Night shift DC manager Rob Johnson has one word to describe the Jennifer voice-directed replenishment application at Ace Endico: “phenomenal.” What makes his choice of words interesting is that voice-directed replenishment doesn’t typically deliver the dramatic operational improvements that companies see from voice picking, where double-digit productivity gains and 50 percent or more accuracy improvements are the norm. The difference in Ace Endico’s case is how Lucas helped enforce operating procedures that led to wide-ranging improvements beyond better accuracy and productivity for replenishment staff.

Voice-Directed Truck Loading and Replenishment

As described in a recent case study, back in 2011 Ace Endico installed Jennifer voice for voice picking, and expanded to include voice-directed truck loading and replenishment.

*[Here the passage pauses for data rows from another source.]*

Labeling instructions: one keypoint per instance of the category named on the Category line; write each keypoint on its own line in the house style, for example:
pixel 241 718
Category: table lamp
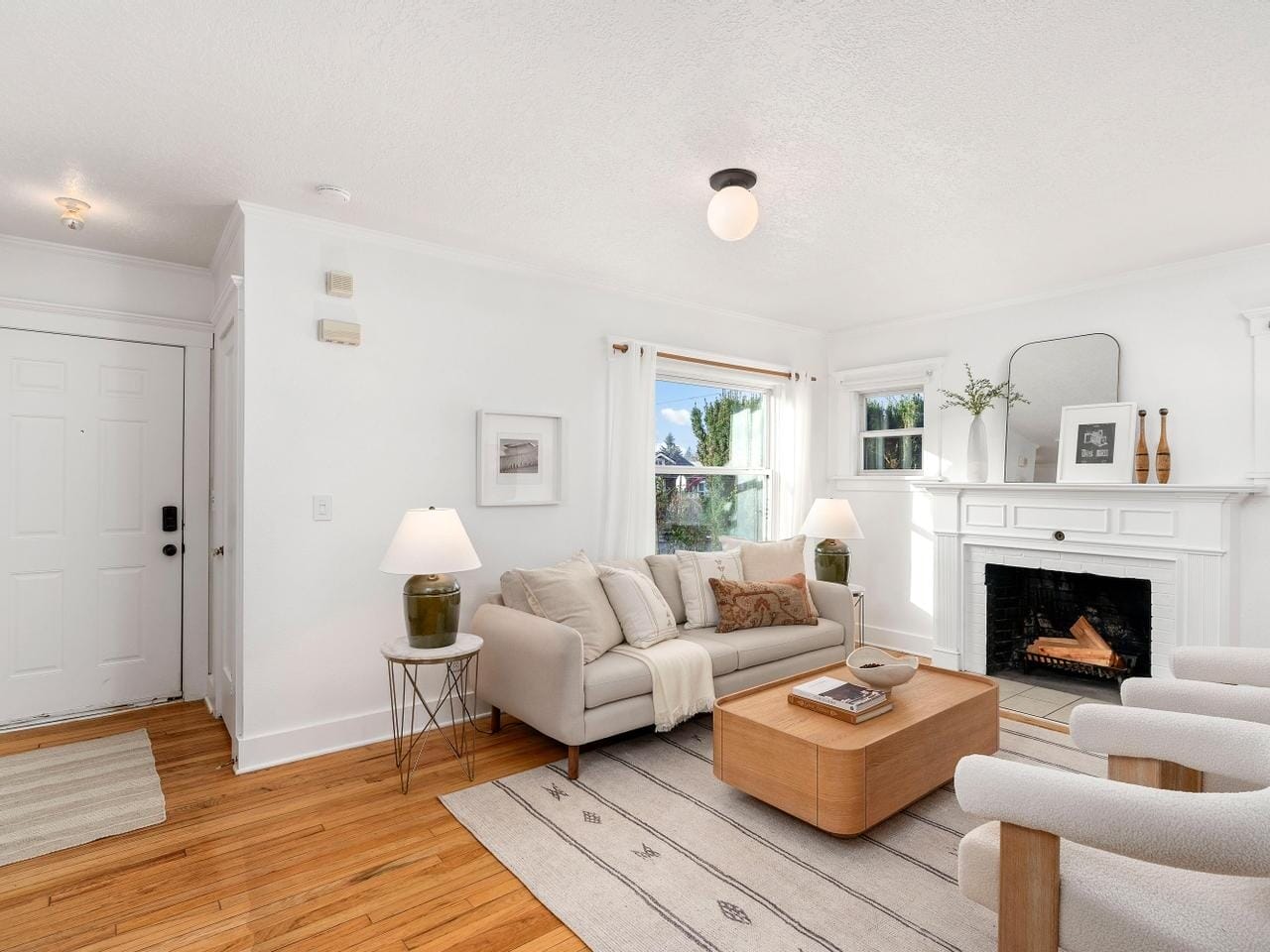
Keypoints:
pixel 832 521
pixel 429 544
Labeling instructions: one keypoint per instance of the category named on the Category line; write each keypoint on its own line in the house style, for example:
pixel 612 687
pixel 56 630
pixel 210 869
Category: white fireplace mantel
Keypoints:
pixel 1178 536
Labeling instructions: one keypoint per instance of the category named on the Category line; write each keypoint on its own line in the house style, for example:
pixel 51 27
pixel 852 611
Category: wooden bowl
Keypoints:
pixel 890 671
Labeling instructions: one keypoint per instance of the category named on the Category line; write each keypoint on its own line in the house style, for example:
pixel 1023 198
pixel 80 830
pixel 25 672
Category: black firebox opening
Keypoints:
pixel 1029 603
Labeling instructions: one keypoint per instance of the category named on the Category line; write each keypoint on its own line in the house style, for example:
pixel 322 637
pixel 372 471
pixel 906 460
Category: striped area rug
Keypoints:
pixel 648 852
pixel 63 796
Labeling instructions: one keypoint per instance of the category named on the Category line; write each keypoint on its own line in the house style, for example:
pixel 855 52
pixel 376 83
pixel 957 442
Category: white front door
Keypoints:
pixel 90 578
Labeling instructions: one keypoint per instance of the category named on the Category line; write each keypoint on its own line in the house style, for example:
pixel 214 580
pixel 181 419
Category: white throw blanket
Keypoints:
pixel 683 679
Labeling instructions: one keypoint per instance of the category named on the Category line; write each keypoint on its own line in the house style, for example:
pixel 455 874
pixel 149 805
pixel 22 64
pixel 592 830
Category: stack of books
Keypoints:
pixel 842 699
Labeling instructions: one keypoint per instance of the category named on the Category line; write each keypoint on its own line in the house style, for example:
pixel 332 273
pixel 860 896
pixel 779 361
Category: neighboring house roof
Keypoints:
pixel 671 457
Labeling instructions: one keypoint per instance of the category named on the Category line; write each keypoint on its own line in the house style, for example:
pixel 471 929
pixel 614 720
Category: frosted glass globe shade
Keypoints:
pixel 733 212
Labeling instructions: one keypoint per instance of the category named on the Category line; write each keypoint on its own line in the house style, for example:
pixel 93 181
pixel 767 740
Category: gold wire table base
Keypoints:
pixel 409 739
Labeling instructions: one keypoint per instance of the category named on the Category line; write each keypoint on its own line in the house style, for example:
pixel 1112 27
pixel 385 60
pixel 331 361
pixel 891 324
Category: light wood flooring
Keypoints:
pixel 320 856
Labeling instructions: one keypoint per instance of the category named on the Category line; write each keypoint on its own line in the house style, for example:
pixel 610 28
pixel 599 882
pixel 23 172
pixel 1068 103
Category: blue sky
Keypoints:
pixel 674 404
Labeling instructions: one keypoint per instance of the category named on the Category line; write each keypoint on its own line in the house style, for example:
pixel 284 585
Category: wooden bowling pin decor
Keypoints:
pixel 1164 458
pixel 1141 457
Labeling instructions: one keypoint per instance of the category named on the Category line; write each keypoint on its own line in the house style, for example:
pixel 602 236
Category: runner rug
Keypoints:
pixel 648 852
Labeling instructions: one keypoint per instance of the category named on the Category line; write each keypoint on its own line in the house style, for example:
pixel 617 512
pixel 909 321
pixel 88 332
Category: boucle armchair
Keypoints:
pixel 1106 866
pixel 1218 682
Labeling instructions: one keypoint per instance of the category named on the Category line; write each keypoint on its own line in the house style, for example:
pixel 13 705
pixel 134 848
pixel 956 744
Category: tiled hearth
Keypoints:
pixel 1053 705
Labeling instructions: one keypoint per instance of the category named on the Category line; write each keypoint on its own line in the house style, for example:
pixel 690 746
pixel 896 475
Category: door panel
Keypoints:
pixel 90 434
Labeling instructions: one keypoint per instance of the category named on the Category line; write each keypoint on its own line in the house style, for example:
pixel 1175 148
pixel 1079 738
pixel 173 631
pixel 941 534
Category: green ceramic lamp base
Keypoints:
pixel 833 561
pixel 431 610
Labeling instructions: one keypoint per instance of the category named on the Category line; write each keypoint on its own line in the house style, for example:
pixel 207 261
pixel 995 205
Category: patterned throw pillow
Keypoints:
pixel 762 604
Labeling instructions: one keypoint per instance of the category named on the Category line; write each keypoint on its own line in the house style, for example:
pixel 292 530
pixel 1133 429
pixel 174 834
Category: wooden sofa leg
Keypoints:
pixel 1028 916
pixel 1161 774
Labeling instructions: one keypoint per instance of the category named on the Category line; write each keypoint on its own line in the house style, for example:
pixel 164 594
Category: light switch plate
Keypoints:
pixel 324 509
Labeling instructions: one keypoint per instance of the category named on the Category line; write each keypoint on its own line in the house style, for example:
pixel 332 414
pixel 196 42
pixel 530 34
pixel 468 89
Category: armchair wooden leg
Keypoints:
pixel 1028 916
pixel 1161 774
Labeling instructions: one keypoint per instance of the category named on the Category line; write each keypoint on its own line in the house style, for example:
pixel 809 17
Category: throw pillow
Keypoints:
pixel 640 608
pixel 570 593
pixel 666 576
pixel 761 604
pixel 697 570
pixel 767 561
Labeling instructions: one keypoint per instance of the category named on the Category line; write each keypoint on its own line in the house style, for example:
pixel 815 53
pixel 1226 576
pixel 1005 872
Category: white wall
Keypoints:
pixel 391 424
pixel 81 278
pixel 1184 345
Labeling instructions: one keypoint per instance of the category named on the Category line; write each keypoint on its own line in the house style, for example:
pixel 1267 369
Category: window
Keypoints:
pixel 892 436
pixel 711 462
pixel 888 424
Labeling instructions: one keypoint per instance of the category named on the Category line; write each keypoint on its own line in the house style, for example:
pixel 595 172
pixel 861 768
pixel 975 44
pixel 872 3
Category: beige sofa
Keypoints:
pixel 532 667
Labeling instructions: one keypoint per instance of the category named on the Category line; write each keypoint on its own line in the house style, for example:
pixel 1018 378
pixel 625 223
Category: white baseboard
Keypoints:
pixel 285 747
pixel 896 640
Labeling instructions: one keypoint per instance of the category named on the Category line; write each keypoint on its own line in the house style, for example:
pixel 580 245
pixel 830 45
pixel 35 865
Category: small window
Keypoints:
pixel 892 433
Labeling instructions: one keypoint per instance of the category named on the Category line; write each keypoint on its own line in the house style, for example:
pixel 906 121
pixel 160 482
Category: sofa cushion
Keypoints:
pixel 697 570
pixel 666 576
pixel 568 593
pixel 617 676
pixel 762 645
pixel 640 608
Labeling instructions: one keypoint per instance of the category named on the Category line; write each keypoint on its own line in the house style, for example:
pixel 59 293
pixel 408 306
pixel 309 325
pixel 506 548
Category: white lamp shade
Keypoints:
pixel 430 542
pixel 733 212
pixel 832 518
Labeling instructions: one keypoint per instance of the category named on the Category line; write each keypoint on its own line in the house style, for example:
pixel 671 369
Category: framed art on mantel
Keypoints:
pixel 518 458
pixel 1095 443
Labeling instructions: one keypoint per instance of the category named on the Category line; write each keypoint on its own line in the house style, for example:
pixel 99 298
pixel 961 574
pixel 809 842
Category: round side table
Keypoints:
pixel 461 662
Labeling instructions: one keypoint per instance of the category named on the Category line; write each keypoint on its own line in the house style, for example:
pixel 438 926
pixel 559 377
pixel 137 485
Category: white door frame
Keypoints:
pixel 225 685
pixel 197 343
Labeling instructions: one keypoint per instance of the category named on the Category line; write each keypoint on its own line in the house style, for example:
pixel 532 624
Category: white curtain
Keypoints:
pixel 629 527
pixel 793 454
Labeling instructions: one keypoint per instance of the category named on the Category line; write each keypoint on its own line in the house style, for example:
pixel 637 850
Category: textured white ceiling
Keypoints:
pixel 911 157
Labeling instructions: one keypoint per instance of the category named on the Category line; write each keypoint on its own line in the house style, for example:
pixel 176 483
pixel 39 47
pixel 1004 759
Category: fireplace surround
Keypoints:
pixel 1178 538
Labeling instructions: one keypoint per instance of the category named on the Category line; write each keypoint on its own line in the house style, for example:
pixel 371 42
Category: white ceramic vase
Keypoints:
pixel 976 452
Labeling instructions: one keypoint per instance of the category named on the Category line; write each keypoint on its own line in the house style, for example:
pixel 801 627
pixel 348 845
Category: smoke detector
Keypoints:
pixel 334 194
pixel 72 212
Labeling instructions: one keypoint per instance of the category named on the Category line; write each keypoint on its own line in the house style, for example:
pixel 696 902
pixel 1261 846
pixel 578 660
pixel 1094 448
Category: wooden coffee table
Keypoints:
pixel 847 777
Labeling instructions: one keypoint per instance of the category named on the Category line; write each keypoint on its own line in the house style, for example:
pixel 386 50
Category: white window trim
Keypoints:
pixel 852 386
pixel 681 372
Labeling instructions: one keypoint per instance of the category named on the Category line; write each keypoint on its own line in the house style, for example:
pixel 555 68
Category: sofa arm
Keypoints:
pixel 833 602
pixel 531 667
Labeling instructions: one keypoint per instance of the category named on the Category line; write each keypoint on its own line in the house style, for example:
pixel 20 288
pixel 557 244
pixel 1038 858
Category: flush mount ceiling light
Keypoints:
pixel 334 194
pixel 733 211
pixel 72 212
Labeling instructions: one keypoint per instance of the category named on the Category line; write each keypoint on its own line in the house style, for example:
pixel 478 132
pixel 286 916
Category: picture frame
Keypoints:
pixel 518 458
pixel 1096 442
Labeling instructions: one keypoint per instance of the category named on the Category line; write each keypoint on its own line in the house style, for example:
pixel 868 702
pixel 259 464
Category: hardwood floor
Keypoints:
pixel 320 856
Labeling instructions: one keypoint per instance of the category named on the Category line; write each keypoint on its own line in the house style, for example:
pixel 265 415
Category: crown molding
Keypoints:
pixel 98 254
pixel 1130 277
pixel 506 264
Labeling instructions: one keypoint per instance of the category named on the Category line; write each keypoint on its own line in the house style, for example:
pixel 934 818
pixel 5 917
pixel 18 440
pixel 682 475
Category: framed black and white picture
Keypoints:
pixel 1095 443
pixel 518 458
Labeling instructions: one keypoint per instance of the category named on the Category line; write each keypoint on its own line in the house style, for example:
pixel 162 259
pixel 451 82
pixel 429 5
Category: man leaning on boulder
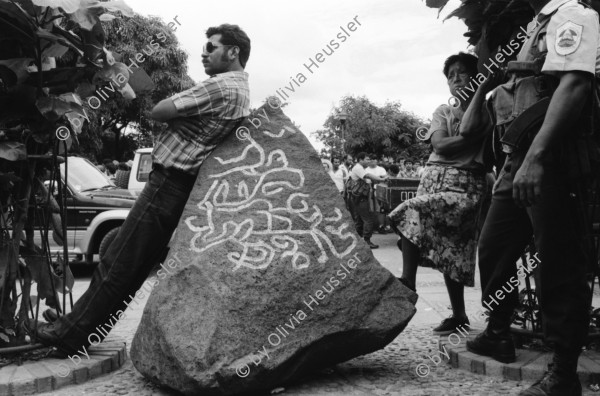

The loading module helps eliminate loading errors and improves efficiency and safety since workers no longer need to look away to read terminal screens; these are fairly universal benefits of eyes- and hands-free operations with voice. The loading teams are “more productive and more accountable,” says Johnson. In addition, the loading module helps Ace Endico track other assets sent out on the delivery trucks such as pallets for back hauls or products being returned to vendors. In all, these are fairly typical improvements you see with voice-directed loading using Jennifer.

By contrast, Lucas’s voice-directed replenishment module generated gains above and beyond the operational gains you would normally see from giving workers a hands- and eyes-free process. To understand why, it’s useful to understand what they were doing before voice.

Ace Endico Replaces RF-Based Replenishment

With their previous RF-based replenishment process, let-down workers at Ace Endico would not completely refill the pick locations with the maximum amount of stock possible. As a result, stock-outs of primary picking locations were frequent during the overnight picking shift. This meant that order selectors spent more time picking from reserve locations, which impacted their productivity. Likewise, managers and clerks had to spend time investigating and correcting each of these “drops.” Worse still, workers and supervisors on the night shift spent more than 10 man-hours per shift doing let-downs.

Since moving to voice-directed replenishment with Lucas, let-down workers on the night turn are required to fill slots to capacity. As a result, order selectors on the night shift have fewer shorts, which means they don’t waste time picking from reserve locations. A single worker on the night shift now spends about 3 hours per night doing let-downs, and shift supervisors spend less time investigating drops. Those are all significant, indirect benefits that translate into real bottom-line benefit for selectors, other workers, managers, and Ace Endico’s customers.

There’s a broader lesson in this story. When thinking about voice, most people consider only the direct operational benefits they can get from changing to an eyes- and hands-free process. But when you look for ways to use voice to make fundamental process changes, you can often identify dramatic up- and down-stream benefits. Those “hidden” benefits sometimes have far greater value than simply voice-enabling an existing process. Or, to borrow Rob’s word, that’s how you go from good to phenomenal.